Le serveur s’approche du comptoir et commande quatre bières pour la table numéro cinq. Il s’en empare et se fraie un chemin à travers la foule venue faire la fête à la discothèque El Patrón. Il remet la commande à ses clients avant de répondre aussitôt à l’appel d’un autre groupe : “Deux seltzers et trois bières.” Le serveur retourne passer sa commande au bar et ainsi de suite… Il répète ce rituel environ cinq fois en moins de quinze minutes. L’horloge indique 21 h 30 et, à El Patrón, la fête commence à peine.

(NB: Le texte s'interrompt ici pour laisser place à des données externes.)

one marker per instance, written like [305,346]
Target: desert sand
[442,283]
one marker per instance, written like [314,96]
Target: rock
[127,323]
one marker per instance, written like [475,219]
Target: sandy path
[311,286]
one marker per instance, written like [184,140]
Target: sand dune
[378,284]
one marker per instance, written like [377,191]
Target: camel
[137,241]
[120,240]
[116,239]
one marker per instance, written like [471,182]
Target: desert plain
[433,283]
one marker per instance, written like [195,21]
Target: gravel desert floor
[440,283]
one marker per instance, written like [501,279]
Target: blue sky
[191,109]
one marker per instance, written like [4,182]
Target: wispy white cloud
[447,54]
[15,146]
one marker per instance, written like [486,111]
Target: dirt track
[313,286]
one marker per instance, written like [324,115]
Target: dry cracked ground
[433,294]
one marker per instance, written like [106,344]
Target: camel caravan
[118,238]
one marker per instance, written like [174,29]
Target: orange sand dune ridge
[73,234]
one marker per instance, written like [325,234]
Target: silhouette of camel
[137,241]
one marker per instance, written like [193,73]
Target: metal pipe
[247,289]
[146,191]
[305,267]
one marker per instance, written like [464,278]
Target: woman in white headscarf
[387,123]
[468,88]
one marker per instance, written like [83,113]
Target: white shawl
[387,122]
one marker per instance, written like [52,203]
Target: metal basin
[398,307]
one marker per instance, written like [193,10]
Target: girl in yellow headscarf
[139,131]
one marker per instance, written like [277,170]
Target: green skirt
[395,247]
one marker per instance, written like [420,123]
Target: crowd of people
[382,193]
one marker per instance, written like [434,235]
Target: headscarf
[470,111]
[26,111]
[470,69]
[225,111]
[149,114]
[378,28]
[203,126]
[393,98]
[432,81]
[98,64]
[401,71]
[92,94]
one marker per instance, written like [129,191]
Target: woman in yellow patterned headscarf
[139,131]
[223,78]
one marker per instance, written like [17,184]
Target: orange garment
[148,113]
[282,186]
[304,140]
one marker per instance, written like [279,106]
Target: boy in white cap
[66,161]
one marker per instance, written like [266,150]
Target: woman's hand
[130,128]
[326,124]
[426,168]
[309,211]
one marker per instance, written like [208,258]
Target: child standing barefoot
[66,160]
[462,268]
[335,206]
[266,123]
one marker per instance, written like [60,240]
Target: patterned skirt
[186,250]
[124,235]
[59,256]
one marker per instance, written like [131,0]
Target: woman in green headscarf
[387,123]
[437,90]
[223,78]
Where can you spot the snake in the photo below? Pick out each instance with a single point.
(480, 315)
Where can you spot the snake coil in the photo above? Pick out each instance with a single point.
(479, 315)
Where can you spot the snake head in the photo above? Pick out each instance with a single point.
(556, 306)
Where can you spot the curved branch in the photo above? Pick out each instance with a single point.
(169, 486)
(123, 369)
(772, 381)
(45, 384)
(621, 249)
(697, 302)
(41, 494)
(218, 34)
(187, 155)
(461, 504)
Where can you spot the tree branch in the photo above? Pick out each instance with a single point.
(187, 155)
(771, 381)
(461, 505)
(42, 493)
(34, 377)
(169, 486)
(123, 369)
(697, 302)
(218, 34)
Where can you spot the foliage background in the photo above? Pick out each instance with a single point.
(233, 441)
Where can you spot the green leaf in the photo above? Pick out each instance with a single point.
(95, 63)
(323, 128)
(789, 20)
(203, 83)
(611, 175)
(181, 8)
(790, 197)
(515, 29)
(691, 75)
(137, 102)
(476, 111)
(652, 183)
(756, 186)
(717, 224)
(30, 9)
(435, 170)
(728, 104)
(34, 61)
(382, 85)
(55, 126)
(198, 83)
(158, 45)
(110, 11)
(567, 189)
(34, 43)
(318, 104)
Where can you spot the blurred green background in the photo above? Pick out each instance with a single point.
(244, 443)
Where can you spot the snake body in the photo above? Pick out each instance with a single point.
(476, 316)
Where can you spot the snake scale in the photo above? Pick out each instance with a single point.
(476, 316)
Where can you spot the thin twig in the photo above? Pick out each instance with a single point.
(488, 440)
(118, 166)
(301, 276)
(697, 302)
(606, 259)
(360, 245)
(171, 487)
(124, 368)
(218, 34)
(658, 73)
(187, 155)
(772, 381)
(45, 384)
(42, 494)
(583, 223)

Dans l’établissement, situé dans le quartier de la Zona Rosa, à Managua, l’ambiance n’est pas différente de celle des six autres discothèques qui se trouvent sur la même avenue : néons, musique à plein régime et danseurs de tous âges qui boivent et se déhanchent dans des espaces restreints. Ici, on est loin de se douter que le Nicaragua souffre d’une crise sociale, politique et économique.

Autour des tables et sur la piste de danse, aucune mention du régime sandiniste ou des prisonniers politiques et aucun policier ou paramilitaire ne sont visibles. En revanche, on danse au rythme de Bad Bunny et de la musique électronique. On boit des bières, des classiques de la marque Toña ou des seltzers, une nouvelle boisson gazeuse alcoolisée. “C’est plein à craquer tous les week-ends, affirme Tadeo, le gérant d’une boîte de nuit assez réputée dans la capitale, qui a plus de quinze ans de métier. Ces lieux de divertissement ont toujours existé, les gens les connaissent et se les approprient.”

“Les gens ont besoin de déconnecter”

Tadeo n’ignore pas la réalité du pays. Il est conscient de la forte vague d’émigration des Nicaraguayens et de la répression que la dictature sandiniste exerce contre les voix dissidentes. Pour lui, faire la fête ne veut pas dire être irrespectueux ou indifférent à la situation. Au contraire, il s’agit d’une “thérapie” pour ceux qui sont restés au pays :

“Les gens ont besoin de sortir, de déconnecter et de s’amuser.”

Managua compte plusieurs lieux de divertissement. Les plus populaires se trouvent dans la Zona Rosa, qui regroupe environ treize établissements qui restent ouverts tous les week-ends, de 18 heures à 5 heures du matin. Selon Tadeo, le succès de chaque lieu dépend du DJ, du prix de la nourriture et des boissons, mais aussi de la vibe. El Patrón est l’une des discothèques les plus fréquentées ce soir-là. Ce qui séduit, c’est le jeu de lumière à l’entrée du club, et, plus encore, la cage en métal visible depuis la rue. Une jeune fille portant des vêtements courts fluorescents danse derrière les grilles et attire l’œil des passants. De nombreuses personnes cherchent une table, mais l’endroit est bondé. À l’intérieur, la musique résonne dans toutes les enceintes. Un groupe d’adolescents se partagent une bouteille de tequila à coups de shots. Ici, discuter est une mission impossible si l’on n’est pas prêt à crier à s’en casser la voix.

Dans les clubs comme le Pipa’s, l’El Gara et l’Embassy, la musique est aussi à fond même s’ils sont loin d’être pleins. Au Ron Kon Rolas, l’ambiance est quelque peu différente : le rock est diffusé à un volume qui permet aux gens de se parler plus facilement entre deux bières. Jusqu’à il y a quelques mois, on organisait des concerts de rock dans les discothèques. Des groupes locaux jouaient entre autres des morceaux de protestation contre le régime sandiniste. Cette pratique a pris fin en avril 2022, quand la dictature a lancé une rafle contre les musiciens et que nombre d’entre eux ont dû s’exiler.